Saudi warplanes attack the Yemeni capital, targeting residential buildings and areas near the presidential palace, a day after several families were targeted in deadly bombings.
On Friday, the Jabal al-Nahdain neighborhood in central Sana’a came under aerial attacks which also targeted areas around the presidential palace in al-Sabeen, Yemeni media reports said.
The fresh attacks came as a video emerged of Saudi airstrikes in the Dhahyan district of the northwestern Sa’ada province on Thursday.
At least 20 people, including eight children, were killed and some 35 others injured in those bombings which reportedly targeted several families.
According to a tweet on the Doctors without Borders (MSF) website, Saudi jets bombed three villages in Sa’ada. The group reported deaths of five people, including an ambulance driver from the MFS hospital.
Yemeni sources have said at least 18 medical staffers were killed in those attacks.
Separately, an oil facility operated by Yemen's Houthis was hit in a Saudi airstrike in the Red Sea port city of Ras Isa. A news agency run by the Saudi-backed fugitive Yemeni government, www.sabanew.net, put the death toll at 16.
Medical sources said at least 30 people were also wounded in the airstrikes. Reuters, quoting an unnamed source, said the bodies had been either burned or mutilated.
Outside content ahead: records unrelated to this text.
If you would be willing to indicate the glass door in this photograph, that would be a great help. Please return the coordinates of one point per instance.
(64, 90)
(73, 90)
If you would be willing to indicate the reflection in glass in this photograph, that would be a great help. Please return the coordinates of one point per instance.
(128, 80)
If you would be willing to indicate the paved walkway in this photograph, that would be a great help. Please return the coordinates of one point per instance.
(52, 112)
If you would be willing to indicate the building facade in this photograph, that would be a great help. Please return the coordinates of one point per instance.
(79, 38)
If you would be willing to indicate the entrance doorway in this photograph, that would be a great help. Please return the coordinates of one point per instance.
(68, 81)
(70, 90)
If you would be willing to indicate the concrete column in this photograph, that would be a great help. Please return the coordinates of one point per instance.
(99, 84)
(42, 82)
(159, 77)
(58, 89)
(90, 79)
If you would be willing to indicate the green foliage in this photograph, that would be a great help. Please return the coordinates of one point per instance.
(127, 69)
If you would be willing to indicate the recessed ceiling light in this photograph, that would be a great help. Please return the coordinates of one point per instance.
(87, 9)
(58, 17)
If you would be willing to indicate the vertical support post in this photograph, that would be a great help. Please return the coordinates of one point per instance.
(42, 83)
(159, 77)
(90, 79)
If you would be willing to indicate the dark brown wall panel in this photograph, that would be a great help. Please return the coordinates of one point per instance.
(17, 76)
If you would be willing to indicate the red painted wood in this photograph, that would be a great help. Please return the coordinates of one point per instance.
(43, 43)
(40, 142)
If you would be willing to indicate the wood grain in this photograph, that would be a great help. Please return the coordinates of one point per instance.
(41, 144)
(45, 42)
Meanwhile, several local news outlets said Yemeni forces had killed two Saudi military troops, identified as Khaled al-Oleighi and Abdu Mohammed Dalak, during clashes near the kingdom's border city of Najran on Thursday.
Three other Saudi troops were also killed by Yemen's Ansarullah fighters and allied army units near the al-Tawal border crossing, which links Yemen’s northwestern province of Hajjah to Saudi Arabia’s Jizan, the al-Masirah TV said.
Qatar's Al Jazeera TV also said three of its journalists had been kidnapped in Yemen’s southwestern province of Ta’izz while reporting on the casualties there. The Doha-based channel said the three had been last seen on Monday.
Saudi Arabia launched its military campaign in Yemen in late March after former president Abd Rabbuh Mansur Hadi fled to the kingdom in the face of Houthi advances.
More than 8,200 people have been killed and over 16,000 others injured since the attacks began. The war has also taken a heavy toll on the impoverished country’s facilities and infrastructure.